Shuler files financial disclosure statement six months late

10:12 PM EST on Friday, March 10, 2006

By TIM WHITMIRE
Associated Press Writer

CHARLOTTE, N.C. — More than six months late, the campaign of Democratic congressional hopeful Heath Shuler has filed a financial disclosure statement for the former NFL quarterback-turned-politician.

"We mailed it Monday," campaign spokesman Andrew Whalen said Friday when asked about the tardy filing.

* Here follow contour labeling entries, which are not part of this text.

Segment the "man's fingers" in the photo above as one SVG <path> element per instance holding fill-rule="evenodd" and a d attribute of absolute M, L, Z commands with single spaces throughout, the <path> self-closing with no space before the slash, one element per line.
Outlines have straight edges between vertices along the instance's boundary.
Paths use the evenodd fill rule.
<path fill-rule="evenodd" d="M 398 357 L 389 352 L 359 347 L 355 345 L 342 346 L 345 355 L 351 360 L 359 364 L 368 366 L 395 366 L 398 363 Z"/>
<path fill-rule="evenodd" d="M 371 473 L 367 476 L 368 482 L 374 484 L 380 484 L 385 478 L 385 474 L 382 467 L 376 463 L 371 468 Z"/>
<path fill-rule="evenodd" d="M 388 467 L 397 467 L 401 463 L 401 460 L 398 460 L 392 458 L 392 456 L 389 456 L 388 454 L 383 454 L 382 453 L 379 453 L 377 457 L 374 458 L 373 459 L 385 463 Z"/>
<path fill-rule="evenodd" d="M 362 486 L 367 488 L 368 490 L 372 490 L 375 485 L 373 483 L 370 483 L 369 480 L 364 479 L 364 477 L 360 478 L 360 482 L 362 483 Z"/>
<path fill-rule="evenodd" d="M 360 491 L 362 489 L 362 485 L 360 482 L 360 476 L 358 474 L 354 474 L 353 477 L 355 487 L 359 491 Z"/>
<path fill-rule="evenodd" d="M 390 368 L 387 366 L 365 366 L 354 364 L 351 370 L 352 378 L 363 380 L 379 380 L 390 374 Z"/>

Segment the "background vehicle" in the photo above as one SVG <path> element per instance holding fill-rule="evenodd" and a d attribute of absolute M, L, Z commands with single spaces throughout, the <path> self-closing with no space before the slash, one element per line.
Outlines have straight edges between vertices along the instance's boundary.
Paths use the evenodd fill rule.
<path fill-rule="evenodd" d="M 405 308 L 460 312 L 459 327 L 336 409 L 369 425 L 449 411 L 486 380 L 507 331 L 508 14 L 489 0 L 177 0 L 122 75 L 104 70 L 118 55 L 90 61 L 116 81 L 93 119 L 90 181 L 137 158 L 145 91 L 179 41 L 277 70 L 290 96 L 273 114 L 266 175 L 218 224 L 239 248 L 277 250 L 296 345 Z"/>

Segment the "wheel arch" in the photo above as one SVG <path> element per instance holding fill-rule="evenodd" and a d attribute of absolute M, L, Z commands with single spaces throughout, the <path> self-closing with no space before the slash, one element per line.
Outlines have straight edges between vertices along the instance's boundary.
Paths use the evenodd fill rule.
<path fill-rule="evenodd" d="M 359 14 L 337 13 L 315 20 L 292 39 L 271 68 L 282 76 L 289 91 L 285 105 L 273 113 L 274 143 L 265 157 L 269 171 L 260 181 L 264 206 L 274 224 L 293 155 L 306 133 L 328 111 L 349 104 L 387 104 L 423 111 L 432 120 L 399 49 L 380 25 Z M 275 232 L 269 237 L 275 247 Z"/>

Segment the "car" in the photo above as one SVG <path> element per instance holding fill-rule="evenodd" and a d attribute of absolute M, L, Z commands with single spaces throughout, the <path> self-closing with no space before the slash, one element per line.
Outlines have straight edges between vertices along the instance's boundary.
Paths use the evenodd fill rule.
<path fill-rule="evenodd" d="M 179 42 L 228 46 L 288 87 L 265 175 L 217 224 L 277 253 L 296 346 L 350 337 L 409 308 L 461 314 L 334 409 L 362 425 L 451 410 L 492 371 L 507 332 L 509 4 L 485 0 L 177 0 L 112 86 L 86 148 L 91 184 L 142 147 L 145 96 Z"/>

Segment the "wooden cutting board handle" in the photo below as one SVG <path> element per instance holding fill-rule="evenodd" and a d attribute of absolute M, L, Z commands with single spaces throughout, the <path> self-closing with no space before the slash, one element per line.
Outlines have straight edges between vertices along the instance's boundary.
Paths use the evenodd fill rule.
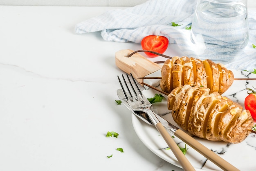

U.S. House rules require that candidates for the House file a financial disclosure statement within 30 days of becoming a candidate. Shuler filed a statement of his candidacy for the seat now held by veteran GOP Rep. Charles Taylor last July 14, making the financial statement due by Aug. 13.

"We've not denied that we were late in sending this in," Whalen said. "It's a complicated form. We wanted to make sure it was 100 percent accurate and correct. That's why it was late getting in."

Whalen said the campaign has paid a $200 fine for filing the paperwork late and noted that the campaign changed managers at the start of the year.

Shuler, a native of Bryson City and a former star quarterback at the University of Tennessee, had an injury-shortened career as an NFL quarterback with the Washington Redskins and New Orleans Saints.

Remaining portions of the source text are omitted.